Earlier this week my wife and I celebrated our 8th wedding anniversary. We didn't go anything too grand, other than a trip to our favourite local restaurant, because for nearly a year now I have been unwell. During the rehearsals for my performance as part of the Paralympic Games Opening Ceremony in 2012 I incurred an injury that is still not healed up over a year later. So that's what I think of every time I hear about the Paralympic legacy. What is most annoying is that this injury could have been avoided if there had been better access provision at the rehearsal space, but that ironic fact is not what this piece is about. You see when my wife and first met I was a famous TV presenter, singer in a rock band and a 24 hour party animal. There was no way that she could have known what she was signing up for when she went into a relationship with me.
Of course I was a full time wheelchair user, but at that point in my life it didn't really impact on my health or lifestyle at all. In fact I was a rather robust example of what disabled people could do if that were given the opportunities, and broke almost every stereotype of disability out there. Then one day, coming home from a meeting with a major TV company, I was involved in a major car accident. I injured my shoulder quite badly, and after treatment I carried on with my career. But during this period I noticed a dramatic increase in the amount of pain I was enduring. Pain had always been a part of my disability, thanks to some nerves that were trapped in scar tissue near my spine, but it was now becoming very difficult to cope with. I began to use stronger and stronger pain medication, and this began to impact on my professional career. However it my was personal life that took the biggest hit.
We went from an "IT" couple who were seen at all the coolest parties and clubs, to a pair of home bodies who were engaged in a battle to find out why I was in so much pain.

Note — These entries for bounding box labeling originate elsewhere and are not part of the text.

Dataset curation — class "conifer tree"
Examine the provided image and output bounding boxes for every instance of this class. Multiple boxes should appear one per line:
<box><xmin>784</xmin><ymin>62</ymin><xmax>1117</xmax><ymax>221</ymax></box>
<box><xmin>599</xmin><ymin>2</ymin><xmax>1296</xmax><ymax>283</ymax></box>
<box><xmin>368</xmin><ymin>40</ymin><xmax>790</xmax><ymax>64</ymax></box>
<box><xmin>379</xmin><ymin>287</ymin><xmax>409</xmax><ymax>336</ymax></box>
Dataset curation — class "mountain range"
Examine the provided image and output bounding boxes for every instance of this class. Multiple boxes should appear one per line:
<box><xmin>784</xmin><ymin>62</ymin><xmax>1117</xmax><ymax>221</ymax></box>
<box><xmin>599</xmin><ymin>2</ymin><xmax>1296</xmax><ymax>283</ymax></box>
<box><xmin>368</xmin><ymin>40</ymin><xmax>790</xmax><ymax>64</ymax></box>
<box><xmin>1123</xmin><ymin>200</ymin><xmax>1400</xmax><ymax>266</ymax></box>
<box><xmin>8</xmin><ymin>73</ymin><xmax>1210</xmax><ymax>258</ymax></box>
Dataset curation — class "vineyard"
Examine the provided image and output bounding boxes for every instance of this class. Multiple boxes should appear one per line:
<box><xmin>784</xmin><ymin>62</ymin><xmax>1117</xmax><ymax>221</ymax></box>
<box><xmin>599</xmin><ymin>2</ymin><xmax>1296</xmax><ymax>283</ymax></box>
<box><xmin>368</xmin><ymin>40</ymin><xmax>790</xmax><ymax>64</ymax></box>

Eventually my surgical team discovered that I had broken my back for a second time during the accident but no one had noticed as I was already a wheelchair user. Oops. I then had major spinal surgery and had to spend nearly a year on bed rest. During this time my wonderful wife looked after me like an angel, while also carving out a successful career as a computer games designer. Anyone who works in that industry will know how demanding it can be, yet she managed to juggle long hours at work with my care. As soon as I was well we married, which was the happiest day of my life.
Of course it took a few years until I was healthy enough to go back to work, but by that time my TV career had kind of ended. Most people who knew who I once was no longer worked in TV and if there is one thing harder than breaking into the TV industry, it's breaking back into the TV industry. This process was made even harder as my need to use strong pain killers had been mistaken for drug use before I had to withdraw from the media to be rebuilt like the 6 Million Dollar Man (I now have a titanium spine which is worth over £250,000 as scrap, so it should really be quarter of a million pound man) meaning the few who did remember me thought I might not be a safe bet. But slowly and steadily, with the support and assistance of my wife, I rebuilt my career focusing mainly on my writing alongside occasional TV and radio appearances.
Now why is this article called Oh, Lucky Man? Well a while ago Anne Young, a fellow writer for the online magazine Disability Now, wrote a piece called "What happens to disabled people when they get old?" which set my mind racing. It occurred to me how lucky I am that I have someone who loves me, supports me and, when I need it, cares for me. It has become clear to me that no matter what life throws at me as I get older, my wife will be there at my side. I of course I have done the same for her when she has needed it and plan to be there for her throughout our life together, so it is a two way thing. That is of course another stereotype, that all disabled people need caring for but never care for others. Possibly that's another article eh? I have always been lucky when I needed help though. When I was a child my Mother was always there for me, and when I was very ill as a teenager she got me through a period that was one of the darkest imaginable. That is lucky enough, but to then find a partner who equally cares for me is like winning the lottery every weekend.
So as my wife and I battle through another bump along the road we travel together, I am struck every day by how lucky I am. So many people, disabled or not, never find what I have. This feeling of luck is something I want to apply to the rest of of my life. Am I unlucky to be unwell right now, or lucky to have been so healthy for so long? Am I unlucky to have become a wheelchair user, or lucky that my disability led to me experiencing a life I would never have known if I hadn't been so ill as a teenager? Am I unlucky to have spent so long trying to rebuild my media career, or lucky to have done all the amazing things I have done already? Anyone who knows me will say I am a bit of a glass half empty kind of guy, but I feel that this is about to change. In fact it makes me see that good things really can come out of bad times. Wow the power of positive thinking really is taking effect!